Anyone can use the mapping. You can share the mapping with multiple other peers, and they could all send traffic to it.

Address Dependent Filtering

Only the host the mapping was created for can use the mapping. If you send a packet to host A you can only get a response from that same host. If host B attempts to send a packet to that mapping, it will be ignored.

Address and Port Dependent Filtering

Only the host and port for which the mapping was created for can use that mapping. If you send a packet to A:5000 you can only get a response from that same host and port. If A:5001 attempts to send a packet to that mapping, it will be ignored.

Mapping Refresh

It is recommended that if a mapping is unused for 5 minutes it should be destroyed. This is entirely up to the ISP or hardware manufacturer.

STUN

STUN(Session Traversal Utilities for NAT) is a protocol that was created just for working with NATs. This is another technology that pre-dates WebRTC (and ICE!). It is defined by RFC 5389 which also defines the STUN packet structure. The STUN protocol is also used by ICE/TURN.

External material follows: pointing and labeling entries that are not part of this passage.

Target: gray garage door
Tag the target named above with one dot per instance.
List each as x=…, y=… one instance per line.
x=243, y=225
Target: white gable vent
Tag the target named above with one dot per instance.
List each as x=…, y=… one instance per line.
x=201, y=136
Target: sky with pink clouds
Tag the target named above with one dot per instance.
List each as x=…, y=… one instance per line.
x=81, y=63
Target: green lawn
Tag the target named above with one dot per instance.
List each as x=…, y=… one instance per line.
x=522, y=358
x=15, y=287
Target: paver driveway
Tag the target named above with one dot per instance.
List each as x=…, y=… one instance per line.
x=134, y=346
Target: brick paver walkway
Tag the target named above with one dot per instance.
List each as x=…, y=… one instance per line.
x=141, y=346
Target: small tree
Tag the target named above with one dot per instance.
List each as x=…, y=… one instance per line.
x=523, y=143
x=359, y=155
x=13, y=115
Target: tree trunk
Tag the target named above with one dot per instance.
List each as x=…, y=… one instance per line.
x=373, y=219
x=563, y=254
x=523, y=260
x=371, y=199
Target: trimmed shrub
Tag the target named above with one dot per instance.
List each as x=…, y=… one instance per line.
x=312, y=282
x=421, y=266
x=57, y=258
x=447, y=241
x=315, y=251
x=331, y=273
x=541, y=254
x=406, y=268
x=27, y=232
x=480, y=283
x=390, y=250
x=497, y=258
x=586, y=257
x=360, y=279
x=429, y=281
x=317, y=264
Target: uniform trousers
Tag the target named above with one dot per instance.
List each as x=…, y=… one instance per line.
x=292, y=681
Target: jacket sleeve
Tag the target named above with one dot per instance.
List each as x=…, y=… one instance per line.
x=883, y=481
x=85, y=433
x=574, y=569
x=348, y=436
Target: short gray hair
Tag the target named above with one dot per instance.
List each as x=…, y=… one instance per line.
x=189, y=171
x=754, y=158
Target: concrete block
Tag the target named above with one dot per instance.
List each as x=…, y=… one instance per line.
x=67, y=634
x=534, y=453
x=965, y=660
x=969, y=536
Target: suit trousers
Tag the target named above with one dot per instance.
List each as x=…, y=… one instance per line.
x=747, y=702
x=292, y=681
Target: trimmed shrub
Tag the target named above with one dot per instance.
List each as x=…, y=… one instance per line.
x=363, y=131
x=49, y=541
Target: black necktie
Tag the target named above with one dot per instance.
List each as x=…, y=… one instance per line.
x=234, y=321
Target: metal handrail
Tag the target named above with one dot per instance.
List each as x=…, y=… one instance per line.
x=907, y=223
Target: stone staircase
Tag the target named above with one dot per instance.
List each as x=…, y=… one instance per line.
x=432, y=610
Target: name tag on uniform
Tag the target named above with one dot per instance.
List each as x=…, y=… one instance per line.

STUN is useful because it allows the programmatic creation of NAT Mappings. Before STUN, we were able to create NAT Mappings, but we had no idea what the IP/Port of it was! STUN not only gives you the ability to create a mapping, but you also get the details so you can share it with others so they can send traffic to you via the mapping you created.

TURN

TURN (Traversal Using Relays around NAT) is defined in RFC5766 as the solution when direct connectivity isn’t possible. It could be because you have two NAT Types that are incompatible, or maybe can’t speak the same protocol! TURN is also important for privacy purposes. By running all your communication through TURN you obscure the client’s actual address.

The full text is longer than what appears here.